Research conducted at Purdue University by Maria Brann, assistant professor of communication studies at West Virginia University, and Marifran Mattson, associate professor of communication at Purdue, shows patient privacy is breached when hospital employees talk about patient cases in public areas, such as the cafeteria, or with people outside of work. The researchers' paper appears in the spring issue of the journal Health Communication."

Thanks to the Science Blog for this link.

Wednesday, June 09, 2004

Article: For Sale by Public Auction -- Juicy Laptop Secrets

Yet another story about personal and commercial information left on hard-drives sold at auction:

Yahoo! News - For Sale by Public Auction -- Juicy Laptop Secrets:

"... In all, the firm's technicians were able to pull sensitive details from 70 of the 100 machines it bought.

In one case, it obtained a particularly vulnerable hard drive from online auction site eBay that apparently once belonged to one of Europe's largest insurance companies.

On the hard drive were current details of customers' pension plans, payroll records, personnel details, login codes and administration passwords for the company's Intranet site. Home addresses, telephone numbers and dates of birth of customers were also listed in 77 Microsoft Excel files, the company said. ..."

Tuesday, June 08, 2004

Article: Think before you text

Years later, cell phone text messages can come back to haunt you. According to CNN.com, ancient text messages may be ordered to be produced as evidence in the Kobe Bryant trial (see below). These messages "tend to be saved on servers."
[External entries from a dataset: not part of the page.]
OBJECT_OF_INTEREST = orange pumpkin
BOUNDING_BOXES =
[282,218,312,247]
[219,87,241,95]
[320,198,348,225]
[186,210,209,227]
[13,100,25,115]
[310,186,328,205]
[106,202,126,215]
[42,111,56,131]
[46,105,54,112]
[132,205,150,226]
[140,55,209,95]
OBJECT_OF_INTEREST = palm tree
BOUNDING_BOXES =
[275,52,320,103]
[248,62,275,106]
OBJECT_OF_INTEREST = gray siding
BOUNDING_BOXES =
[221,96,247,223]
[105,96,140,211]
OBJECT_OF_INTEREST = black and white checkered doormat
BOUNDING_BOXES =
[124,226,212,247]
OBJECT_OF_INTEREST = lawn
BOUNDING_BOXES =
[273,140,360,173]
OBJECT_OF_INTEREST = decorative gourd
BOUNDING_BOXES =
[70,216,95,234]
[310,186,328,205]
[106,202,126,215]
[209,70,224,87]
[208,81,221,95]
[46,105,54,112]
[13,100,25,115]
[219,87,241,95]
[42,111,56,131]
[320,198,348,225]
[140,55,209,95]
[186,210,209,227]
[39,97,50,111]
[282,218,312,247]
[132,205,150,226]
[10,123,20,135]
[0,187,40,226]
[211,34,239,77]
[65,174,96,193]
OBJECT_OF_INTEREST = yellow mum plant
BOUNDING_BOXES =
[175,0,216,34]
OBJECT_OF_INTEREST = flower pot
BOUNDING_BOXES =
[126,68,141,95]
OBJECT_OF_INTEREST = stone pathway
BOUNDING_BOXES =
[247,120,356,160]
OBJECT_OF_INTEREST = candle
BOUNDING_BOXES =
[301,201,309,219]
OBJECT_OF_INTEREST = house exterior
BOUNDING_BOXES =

Canada's federal privacy law, PIPEDA, has applied to telecom companies since 2001. One of the principles of the law is that information can only be retained for as long as is reasonable for the purposes for which the information was collected:

4.5 Principle 5 -- Limiting Use, Disclosure, and Retention

Personal information shall not be used or disclosed for purposes other than those for which it was collected, except with the consent of the individual or as required by law. Personal information shall be retained only as long as necessary for the fulfilment of those purposes.

4.5.2

Organizations should develop guidelines and implement procedures with respect to the retention of personal information. These guidelines should include minimum and maximum retention periods. Personal information that has been used to make a decision about an individual shall be retained long enough to allow the individual access to the information after the decision has been made. An organization may be subject to legislative requirements with respect to retention periods.

4.5.3

Personal information that is no longer required to fulfil the identified purposes should be destroyed, erased, or made anonymous. Organizations shall develop guidelines and implement procedures to govern the destruction of personal information.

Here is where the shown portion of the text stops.